Es posible. Por el momento esta virgen de artificio ya le ha devuelto la vista a muchos respecto a la riqueza natural que existe aún en la Sabana. Entre tanto, pocos piensan en cuánto le puede costar a Bogotá este milagro y lo que servirían estos recursos para recuperar los humedales o devolverle los Cerros Orientales a la ciudadanía. A pocos preocupa que se siente otro antecedente de manipulación ideológica de la ecología y se haga demagogia a costa de la sensibilidad desinformada de la mayoría.
O que se promueva la división irreconciliable entre ciudad o Naturaleza. Que, al final, es lo que está en juego. El conservacionismo se aproxima peligrosamente a la defensa del vacío o la ilusión de la ausencia. En muchas partes en Colombia se impulsa la compra de predios y el desplazamiento de comunidades en pro de una idea de conservación que excluye lo humano. Varios municipios colombianos reinventan entusiastas los cinturones verdes contra el crecimiento urbano, que son un fracaso documentado en los libros de texto del urbanismo desde el Siglo XVIII.
Las ciudades son cada vez más parte del planeta y la Naturaleza debe ser, cada vez más, parte de ellas. Las ciudades necesitan bosques y no solo parques; áreas naturales en los bordes y en medio de la ciudad, cuya forma y tamaño inviten a disfrutar del contacto y el conocimiento de la Naturaleza sin temor. Porque no hay conexión ecológica más importante que la que se construye en la infancia con el bosque y el agua. Sería bello que a pocas cuadras de casa hubiera un bosque y una quebrada. Y sería más bello, aun, que esto lo pudiéramos decir todos y no unos pocos privilegiados. Se puede. Depende de la forma y el tamaño que se dé a cada área natural dentro de la ciudad.
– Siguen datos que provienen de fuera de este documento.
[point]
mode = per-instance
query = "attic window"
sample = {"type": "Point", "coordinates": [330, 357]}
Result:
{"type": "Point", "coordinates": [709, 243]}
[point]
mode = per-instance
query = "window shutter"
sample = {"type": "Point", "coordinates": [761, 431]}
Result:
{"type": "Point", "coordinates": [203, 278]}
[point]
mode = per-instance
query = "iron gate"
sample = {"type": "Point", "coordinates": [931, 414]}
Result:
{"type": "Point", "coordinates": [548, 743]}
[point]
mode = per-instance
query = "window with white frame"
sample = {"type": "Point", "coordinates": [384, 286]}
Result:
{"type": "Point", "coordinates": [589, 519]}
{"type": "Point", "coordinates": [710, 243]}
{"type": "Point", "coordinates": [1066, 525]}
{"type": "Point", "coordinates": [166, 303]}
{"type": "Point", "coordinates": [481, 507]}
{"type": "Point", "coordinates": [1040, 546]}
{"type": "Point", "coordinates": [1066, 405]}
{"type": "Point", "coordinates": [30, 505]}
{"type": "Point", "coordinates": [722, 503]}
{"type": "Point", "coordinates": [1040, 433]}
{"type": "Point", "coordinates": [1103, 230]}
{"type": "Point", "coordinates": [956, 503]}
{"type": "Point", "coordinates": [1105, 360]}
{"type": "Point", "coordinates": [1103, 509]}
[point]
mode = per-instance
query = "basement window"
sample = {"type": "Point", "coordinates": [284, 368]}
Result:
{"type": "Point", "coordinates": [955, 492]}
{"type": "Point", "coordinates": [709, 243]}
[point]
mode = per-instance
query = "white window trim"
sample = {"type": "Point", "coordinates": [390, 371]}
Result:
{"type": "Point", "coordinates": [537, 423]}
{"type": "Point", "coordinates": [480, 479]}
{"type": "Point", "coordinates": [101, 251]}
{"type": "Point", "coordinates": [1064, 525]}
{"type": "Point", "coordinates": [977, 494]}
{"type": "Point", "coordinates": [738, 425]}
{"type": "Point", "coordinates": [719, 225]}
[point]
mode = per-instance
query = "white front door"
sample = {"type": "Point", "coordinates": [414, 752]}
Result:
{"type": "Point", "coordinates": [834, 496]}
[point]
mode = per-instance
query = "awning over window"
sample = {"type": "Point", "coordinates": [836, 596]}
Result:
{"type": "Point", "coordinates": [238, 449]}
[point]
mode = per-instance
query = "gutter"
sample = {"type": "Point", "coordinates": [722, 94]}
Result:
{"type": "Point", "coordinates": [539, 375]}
Pensar con claridad e independencia deja siempre en poca compañía y caminos escarpados; cuando no termina exponiéndolo a uno al furor de los nuevos conversos. Pero el día que el ambientalismo sea oficialmente una religión, será una más de las muchas que tengo el gusto de no practicar. Sobre todo si es otra más que viene a separar al hombre de la Naturaleza.